Questions fréquentes

Vos questions, nos réponses

Qu’est-ce qu’un trouble du rythme cardiaque ?

Un trouble du rythme cardiaque, ou arythmie, correspond à toute anomalie de la fréquence, de la régularité ou de l’origine de l’activité électrique du cœur. Le rythme peut être trop lent (bradycardie), trop rapide (tachycardie), ou irrégulier (arythmie), en raison d’une anomalie de la genèse ou de la conduction de l’influx électrique cardiaque.

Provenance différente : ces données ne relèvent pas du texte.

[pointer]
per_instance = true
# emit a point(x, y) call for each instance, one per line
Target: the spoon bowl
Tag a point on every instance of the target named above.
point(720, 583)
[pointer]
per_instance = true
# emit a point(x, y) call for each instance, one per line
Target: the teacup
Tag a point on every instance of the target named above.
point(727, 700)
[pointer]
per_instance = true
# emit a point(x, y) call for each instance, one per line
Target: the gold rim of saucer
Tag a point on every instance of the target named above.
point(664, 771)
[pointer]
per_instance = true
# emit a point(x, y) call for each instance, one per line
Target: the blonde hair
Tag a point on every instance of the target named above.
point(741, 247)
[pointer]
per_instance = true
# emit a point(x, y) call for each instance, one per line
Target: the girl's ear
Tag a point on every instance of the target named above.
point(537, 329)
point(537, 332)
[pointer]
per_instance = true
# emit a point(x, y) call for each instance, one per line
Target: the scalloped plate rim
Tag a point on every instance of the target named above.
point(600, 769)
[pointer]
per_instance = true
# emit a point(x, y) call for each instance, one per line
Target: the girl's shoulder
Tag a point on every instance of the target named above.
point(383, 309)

Qu’est-ce que la fibrillation atriale ?

Il s’agit de l’arythmie la plus fréquente, caractérisée par une activité électrique anarchique des oreillettes, à l’origine d’un rythme cardiaque irrégulier. Elle touche plus de 750 000 personnes en France et augmente significativement le risque d’AVC.

Une arythmie est-elle toujours grave ?

Non, le niveau de gravité dépend du type d’arythmie, de son retentissement clinique et de la cardiopathie sous-jacente éventuelle. Certaines arythmies bénignes ne nécessitent qu’une simple surveillance, tandis que d’autres, comme les arythmies ventriculaires, requièrent une prise en charge urgente.

Qu’est-ce que l’ablation par cathéter ?

C’est une intervention mini-invasive consistant à neutraliser, par la délivrance d’énergie ciblée (radiofréquence, cryothérapie ou électroporation), les zones du cœur responsables de l’arythmie. Elle constitue aujourd’hui le traitement curatif de référence de nombreux troubles du rythme.